O câncer te transforma para sempre
Não sei quem irá abrir a porta. Muito menos sei o que vou dizer. Apenas estar ali, viva e com um sorriso de esperança, já é minha mensagem.
Papo de Paciente|Do R7
Cada um tem uma reação ao receber a notícia de que está com câncer. Aprendi que essa é a grande riqueza da vida: somos únicos, com feições, formas e comportamentos irrepetíveis. Igual a você não há outro, e isso é exatamente o que te torna especial para o mundo.
Contraditoriamente, desperdiçamos boa parte do tempo querendo ser iguais aos outros. Os tropeços da vida me mostraram que a comparação e a imitação enterra justamente o que temos de mais valioso: nossa exclusividade.
Talvez a grande missão da vida seja nos despirmos de quem não somos, e encontrar, sufocada debaixo de tantas mentiras, a nossa essência. Quando passamos a caminhar na estrada que é nossa, e não dos outros, é que começamos a viver.
O câncer levou meu carro de volta para minha estrada, ou melhor, me fez descobrir qual é meu verdadeiro carro. Difícil de admitir, mas muitas vezes erramos nosso caminho porque nem debaixo da própria pele estamos. Olhamos para todos os lados, menos para dentro de nós mesmos. E é apenas lá que moramos.
Esses dias recebi mensagem de um amigo que mora no mesmo condomínio: “Oi, Má, tudo bem?” “Tudo e você?” “Não muito. Minha esposa descobriu câncer de mama”. Na mesma hora voltei ao dia 27 de dezembro de 2021, quando no meu laudo apareceu escrito “carcinoma mamário invasivo”. Eu sei o que é viver esse dia, e meu amigo me propôs uma missão: conversar com a esposa dele.
A tarefa foi aceita com amor e responsabilidade. Hoje o que dá sentido para minha vida é ter um propósito: e acredite, saber por que e para que estamos de morada passageira nesse corpo é capaz de reerguer qualquer um.
Não sabia quem eu iria encontrar do outro lado da porta, mas tinha certeza de qual recado eu queria passar: o de que é possível ganhar com as dificuldades da vida. Por isso, mais importante do que eu diria, é como eu aparentaria estar. Lavei o rosto, coloquei um salto, passei perfume e uma maquiagem leve. Vesti um sorriso moderado – nem tão largo que desprezasse sua dor, nem tão pequeno que a aumentasse. Eu queria que ela se enxergasse em mim daqui a um tempo, e visse que é possível viver e, ainda melhor que isso, transcender. Estar bem, recuperada e transformada logo após terminar um tratamento tão agressivo já era minha mensagem.
Tivemos uma conversa sincera.
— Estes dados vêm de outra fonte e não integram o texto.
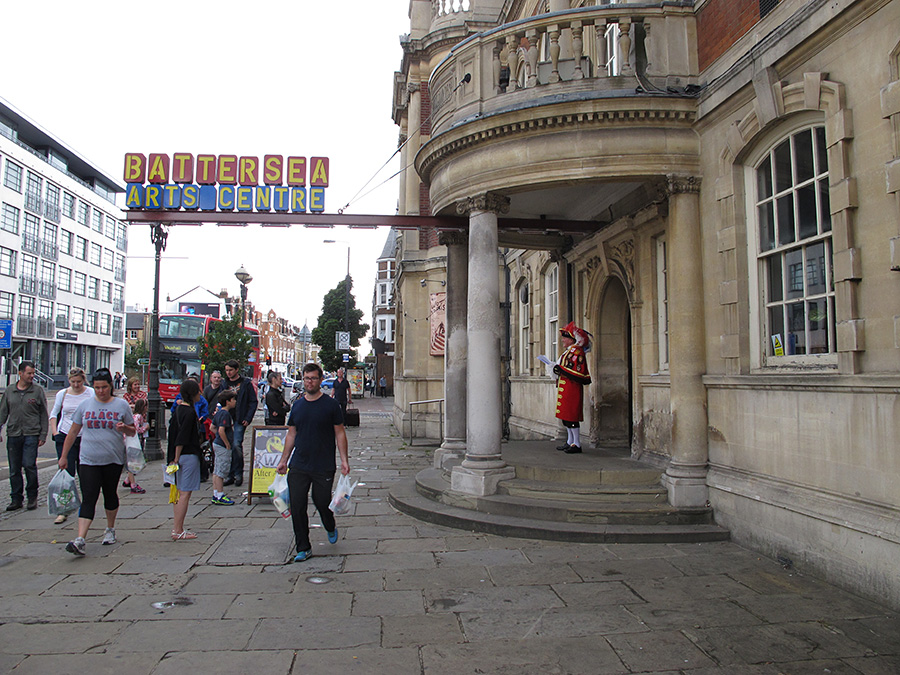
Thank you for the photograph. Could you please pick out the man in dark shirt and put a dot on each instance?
(243, 416)
(315, 427)
(342, 392)
(276, 407)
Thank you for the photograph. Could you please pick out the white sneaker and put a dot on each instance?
(76, 547)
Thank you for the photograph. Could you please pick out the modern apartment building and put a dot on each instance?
(63, 250)
(714, 192)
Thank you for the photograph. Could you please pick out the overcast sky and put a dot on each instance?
(217, 77)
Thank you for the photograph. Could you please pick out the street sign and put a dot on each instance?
(5, 333)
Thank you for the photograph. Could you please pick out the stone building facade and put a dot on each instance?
(709, 187)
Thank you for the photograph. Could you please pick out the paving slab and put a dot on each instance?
(558, 622)
(96, 664)
(537, 656)
(775, 643)
(658, 650)
(288, 605)
(184, 634)
(357, 661)
(317, 633)
(254, 547)
(226, 663)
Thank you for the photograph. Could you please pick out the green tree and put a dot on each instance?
(226, 340)
(139, 351)
(332, 320)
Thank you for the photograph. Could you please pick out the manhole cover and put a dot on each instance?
(169, 604)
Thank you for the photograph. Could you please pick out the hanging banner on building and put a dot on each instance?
(225, 183)
(438, 317)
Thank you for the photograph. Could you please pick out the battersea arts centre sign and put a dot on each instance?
(225, 183)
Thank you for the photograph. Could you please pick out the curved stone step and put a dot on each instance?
(405, 498)
(580, 492)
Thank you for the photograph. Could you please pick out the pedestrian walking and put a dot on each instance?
(276, 407)
(315, 427)
(185, 454)
(223, 428)
(64, 406)
(341, 392)
(243, 416)
(102, 420)
(24, 409)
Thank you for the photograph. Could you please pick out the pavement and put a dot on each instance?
(396, 595)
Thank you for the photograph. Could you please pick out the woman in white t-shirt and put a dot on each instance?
(64, 407)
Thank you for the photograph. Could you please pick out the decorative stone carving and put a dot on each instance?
(453, 238)
(682, 184)
(621, 256)
(490, 201)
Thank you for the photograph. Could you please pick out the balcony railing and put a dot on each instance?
(45, 328)
(26, 325)
(49, 250)
(28, 284)
(31, 243)
(51, 212)
(619, 49)
(47, 289)
(34, 203)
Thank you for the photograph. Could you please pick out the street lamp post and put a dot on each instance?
(346, 284)
(244, 277)
(156, 411)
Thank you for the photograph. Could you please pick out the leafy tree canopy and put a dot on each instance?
(332, 320)
(226, 340)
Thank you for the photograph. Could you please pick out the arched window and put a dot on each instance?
(793, 250)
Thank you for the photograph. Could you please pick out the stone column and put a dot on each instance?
(685, 478)
(454, 445)
(483, 466)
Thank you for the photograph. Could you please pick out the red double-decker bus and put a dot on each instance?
(180, 352)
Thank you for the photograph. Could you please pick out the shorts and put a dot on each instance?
(188, 476)
(223, 461)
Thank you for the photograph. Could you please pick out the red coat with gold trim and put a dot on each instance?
(569, 387)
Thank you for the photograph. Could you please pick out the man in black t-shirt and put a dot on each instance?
(342, 392)
(315, 429)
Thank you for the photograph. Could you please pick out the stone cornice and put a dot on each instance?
(630, 113)
(493, 202)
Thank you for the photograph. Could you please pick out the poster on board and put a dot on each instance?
(265, 453)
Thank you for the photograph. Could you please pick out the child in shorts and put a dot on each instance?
(223, 424)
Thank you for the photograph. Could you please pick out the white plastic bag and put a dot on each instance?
(134, 454)
(62, 495)
(340, 501)
(280, 495)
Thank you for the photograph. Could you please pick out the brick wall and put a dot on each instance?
(720, 24)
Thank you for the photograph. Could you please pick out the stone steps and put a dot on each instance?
(601, 495)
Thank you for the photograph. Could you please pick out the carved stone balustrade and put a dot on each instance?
(617, 50)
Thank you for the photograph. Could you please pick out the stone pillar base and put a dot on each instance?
(686, 485)
(449, 454)
(479, 482)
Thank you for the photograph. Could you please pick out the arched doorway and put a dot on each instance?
(613, 369)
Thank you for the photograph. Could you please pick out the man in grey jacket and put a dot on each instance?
(24, 408)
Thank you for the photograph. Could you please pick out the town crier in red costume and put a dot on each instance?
(572, 372)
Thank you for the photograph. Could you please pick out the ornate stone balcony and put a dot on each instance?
(529, 90)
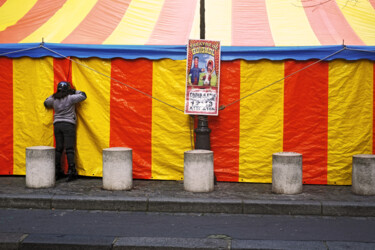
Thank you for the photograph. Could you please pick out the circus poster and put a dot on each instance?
(202, 77)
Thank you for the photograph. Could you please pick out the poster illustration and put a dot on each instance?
(202, 77)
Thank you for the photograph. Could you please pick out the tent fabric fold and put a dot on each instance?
(156, 52)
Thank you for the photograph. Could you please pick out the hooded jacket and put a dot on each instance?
(65, 107)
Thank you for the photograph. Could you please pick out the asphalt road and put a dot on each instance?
(139, 224)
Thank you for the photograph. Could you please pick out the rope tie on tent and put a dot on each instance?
(21, 50)
(269, 85)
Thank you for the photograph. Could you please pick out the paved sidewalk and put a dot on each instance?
(169, 196)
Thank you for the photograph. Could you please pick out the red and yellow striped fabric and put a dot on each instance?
(173, 22)
(324, 112)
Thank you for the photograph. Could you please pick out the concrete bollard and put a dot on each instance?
(363, 174)
(117, 168)
(40, 167)
(287, 173)
(199, 171)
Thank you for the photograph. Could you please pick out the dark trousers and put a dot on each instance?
(65, 135)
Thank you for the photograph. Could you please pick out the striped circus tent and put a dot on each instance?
(172, 22)
(287, 83)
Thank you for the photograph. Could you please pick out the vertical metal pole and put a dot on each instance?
(202, 132)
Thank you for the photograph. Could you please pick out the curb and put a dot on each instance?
(54, 241)
(190, 205)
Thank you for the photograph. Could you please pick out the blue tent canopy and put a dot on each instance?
(155, 52)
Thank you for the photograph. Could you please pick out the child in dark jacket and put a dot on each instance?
(64, 121)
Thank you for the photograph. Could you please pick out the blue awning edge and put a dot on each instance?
(178, 52)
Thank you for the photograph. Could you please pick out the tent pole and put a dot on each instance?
(202, 132)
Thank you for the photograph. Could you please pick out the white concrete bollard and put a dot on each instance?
(199, 170)
(117, 168)
(40, 167)
(287, 173)
(363, 174)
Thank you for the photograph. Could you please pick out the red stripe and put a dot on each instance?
(250, 25)
(174, 23)
(99, 23)
(62, 69)
(40, 13)
(6, 114)
(306, 118)
(131, 112)
(329, 24)
(225, 127)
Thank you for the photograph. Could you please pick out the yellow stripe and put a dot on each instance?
(65, 20)
(261, 119)
(361, 17)
(138, 23)
(195, 29)
(170, 127)
(93, 114)
(32, 122)
(218, 20)
(13, 10)
(289, 24)
(350, 104)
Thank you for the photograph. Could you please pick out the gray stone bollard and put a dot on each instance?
(287, 173)
(363, 174)
(117, 168)
(199, 170)
(40, 167)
Sua mãe havia morrido de câncer de mama, então a doença trazia um peso maior. Impossível viver a própria história sem rememorar o desfecho da mãe. Fiz questão de ressaltar os vários casos positivos que conheço, de mulheres que vivem há anos com o câncer em remissão.
Eu tentei doar o que talvez tenha me faltado na época em que eu vivi a descoberta. Como marinheira de primeira viagem no câncer, não sabia o que me esperava. Não conhecia ninguém próximo com a doença, e desbravei uma mata fechada sem nunca ter saído da cidade grande.
Não tenho nenhum ressentimento com a vida: sei que essa solidão era necessária para meu crescimento. Sorte que depois recorri às redes sociais, e lá pude me inspirar em mulheres que mostravam tudo o que era possível fazer com essa dor.
Despedi-me de uma mulher que já tem os braços fortes por muito remar na vida. Mas sei o quanto esse mar agitado vai torná-la ainda mais inteira.